Life in prison awaits a man who killed one teenager and abducted another before being arrested in a dramatic standoff in
Sturgeon Landing last year.
Jonas Budd, 45, pleaded guilty to second-degree murder and kidnapping in Court of Queen’s Bench in Prince Albert on Friday, June 24.
Budd had initially faced a first-degree murder charge for fatally shooting Dustin Bird, 17, at a home in Lac La Ronge, a northeastern Saskatchewan reserve, shortly after 3 am on February 18, 2015.
He pleaded guilty to second-degree murder and received a life sentence with no chance of parole for 14 years – 11 years shy of the maximum 25 years. The Canadian Press reported that Budd shot Bird twice in the chest. He used a rifle.
Budd received another five years in prison after pleading guilty to then kidnapping Bird’s girlfriend, Kayla Natomagan, who was 17 at the time. Budd was the former boyfriend of Natomagan’s mother, according to various media reports.
Budd then fled Lac La Ronge with Natomagan by vehicle. He drove about 450 km before Mounties located the teenager “safe and sound” near Cranberry Portage.
But Budd had again fled, this time on foot into the bush. He managed to reach Sturgeon Landing, a tiny reserve 70 km southwest of Cranberry Portage. There, he holed himself up in a relative’s home.
After RCMP tracked him to the house, a standoff ensued. Budd was in the home for up to 20 hours before police took him into custody, they said, “without incident.”
Natomagan, who was at Budd’s sentencing, told the Canadian Press the 2015 incident has forever changed her.
“I’m not the same as I was. There are days where it’s hard to get out of bed,” she said.
Budd also received time in custody for breaking and entering, and for breaching his conditions. He was to immediately begin serving his sentences concurrently in an undisclosed federal prison.

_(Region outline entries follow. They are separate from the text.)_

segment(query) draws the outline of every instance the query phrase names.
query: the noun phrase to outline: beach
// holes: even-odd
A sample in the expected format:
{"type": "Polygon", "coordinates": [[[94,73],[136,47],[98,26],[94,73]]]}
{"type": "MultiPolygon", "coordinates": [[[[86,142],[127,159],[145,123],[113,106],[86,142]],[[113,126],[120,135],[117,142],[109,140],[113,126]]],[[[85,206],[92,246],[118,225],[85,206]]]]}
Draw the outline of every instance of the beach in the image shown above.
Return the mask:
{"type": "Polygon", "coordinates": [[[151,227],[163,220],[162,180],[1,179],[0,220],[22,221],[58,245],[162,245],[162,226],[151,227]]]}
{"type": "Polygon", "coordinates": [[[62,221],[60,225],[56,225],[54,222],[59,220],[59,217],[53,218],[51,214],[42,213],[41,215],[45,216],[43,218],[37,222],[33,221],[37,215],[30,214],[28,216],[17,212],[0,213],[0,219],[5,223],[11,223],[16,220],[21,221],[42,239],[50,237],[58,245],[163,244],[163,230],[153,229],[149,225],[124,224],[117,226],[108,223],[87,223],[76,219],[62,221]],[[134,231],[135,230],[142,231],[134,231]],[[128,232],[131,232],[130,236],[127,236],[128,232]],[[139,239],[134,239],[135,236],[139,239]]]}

CTV reported that Budd was agitated at the sentencing, kicking the gate to the prisoner’s box and, after learning his fate, putting his feet up on the box.
When given a chance to address the court, Budd said he wished he had pled not guilty so a trial could reveal everyone’s “lies and deceit and BS,” the Canadian Press reported.
Though Budd had familial connections to Sturgeon Landing, he was reportedly living in Thompson at the time of his arrest.